Of course, it wasn't going to last. Just when I was really settling in, just when I finally thought I'd have a perfect life, it happened. I think the Hellmouth noticed I was happy and decided to do something about it. Why else would I be lying on the ground with a bullet wound in my chest while paramedics try to keep me alive? I suppose it's ironic, though. Even in a completely different universe, Warren still ruins my life.
It was stupid. I was out in Buffy's backyard with Xander. We were discussing our girlfriends, who had gone shopping with Willow, Tara, and Dawn. We were supposed to meet them for lunch, but they were running late. So we were just sitting there, talking, and Warren walked into the backyard, in broad daylight, and pulled out a gun. A gun!
We both dove for cover, but I wasn't fast enough. The bullet hit me, and damn did it hurt. I fell to the ground and sort of lost track of everything for a while. Warren either ran off or Xander overpowered him, I'm not sure which.
Then Xander was hovering over me. "Oh, shit, Jon," he said. "Crap. Hold on, I gotta call an ambulance."
An ambulance was not going to help me. I wanted to tell him not to bother, but he was gone before I could say anything. He was back before long, though, and he pressed on the wound. I winced in pain. "Just hold on, Jon, they'll be here soon," he said.
"Doesn't matter," I said. "Too late."
"It's not too late!" Xander said. "Just hold on, damn it."
He was panicking, and I realized he was really going to miss me when I died. That was a nice thought. Before, no one would have cared if I had died. I felt bad, though. I didn't want to die and leave them all. Especially not Anya.
"Tell Anya--" I started.
"Tell her yourself," Xander interrupted.
I glared at him. I had to make him listen. I knew I didn't have much time and I had to let her know. "Tell Anya I'm sorry," I said. "Tell her I don't regret it."
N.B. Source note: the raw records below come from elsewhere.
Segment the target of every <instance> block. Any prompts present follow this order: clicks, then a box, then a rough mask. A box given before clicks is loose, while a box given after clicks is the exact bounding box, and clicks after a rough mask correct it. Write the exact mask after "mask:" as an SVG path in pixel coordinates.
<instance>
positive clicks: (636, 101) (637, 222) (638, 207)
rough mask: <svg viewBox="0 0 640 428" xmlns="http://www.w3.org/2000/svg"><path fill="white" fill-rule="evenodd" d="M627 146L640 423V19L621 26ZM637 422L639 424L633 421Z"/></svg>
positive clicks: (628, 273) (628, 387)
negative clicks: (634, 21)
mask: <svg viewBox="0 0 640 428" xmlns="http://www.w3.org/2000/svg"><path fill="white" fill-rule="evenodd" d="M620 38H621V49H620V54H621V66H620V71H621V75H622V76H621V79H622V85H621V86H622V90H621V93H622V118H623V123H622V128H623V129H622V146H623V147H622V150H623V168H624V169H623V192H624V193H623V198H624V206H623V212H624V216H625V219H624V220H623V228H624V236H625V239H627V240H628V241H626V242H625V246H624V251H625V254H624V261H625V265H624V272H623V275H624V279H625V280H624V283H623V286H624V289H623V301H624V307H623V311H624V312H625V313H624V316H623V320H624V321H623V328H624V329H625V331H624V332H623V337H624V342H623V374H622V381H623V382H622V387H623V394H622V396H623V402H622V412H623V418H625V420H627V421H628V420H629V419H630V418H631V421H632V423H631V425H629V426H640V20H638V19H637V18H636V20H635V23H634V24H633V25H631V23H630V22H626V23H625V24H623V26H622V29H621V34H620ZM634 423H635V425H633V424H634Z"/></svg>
"Look, you'll tell her yourself, just-"
"Xander, this is important," I said, clutching at his hand. "You have to tell her. Tell her I'm glad I made the wish."
"What? What wish?" He was completely confused. I didn't blame him, but I didn't have time to explain. Anya would fill him in later.
"Tell her I love her," I said. "I love all you guys." It was starting to get fuzzier, and I knew I didn't have much time left. I was really pissed. I didn't want to die, but I knew I was going to.
"Oh, crap, Jon, don't do this," Xander said. I guess he noticed I was fading, too. "Come on, man, please."
"Sorry," I said. "Can't help it."
"Yes, you can," Xander said fiercely. Man, he really never gives up. "You are not going to die." I didn't have the strength to keep arguing with him, so I just ignored him. The paramedics finally arrived and pushed Xander away.
The paramedics are trying their best, but it's not going to help. I know I won't be saved. I'm not pissed off anymore, just resigned. Being pissed off about dying isn't going to change it. The only thing that I'm mad about is that I still don't have all my memories back. If I'm going to die, why can't I at least remember the life I wished myself into? It was a good life, and I want all I can get of it. But I'm not going to get my wish granted this time.
It's starting not to hurt so much anymore. I think the paramedics know there's nothing they can do, but Xander's still yelling at me to hold on. I hope he doesn't blame himself for what happened. I hope they can keep Anya from killing Warren. I hope she finds someone that makes her happy. I hope they're all happy.
I hope I don't end up in hell for the stuff I did in the other universe. I hope the little bit of good I've done in my life is enough to get me to wherever Buffy was. Everything's going black now. I think I'm going to find out.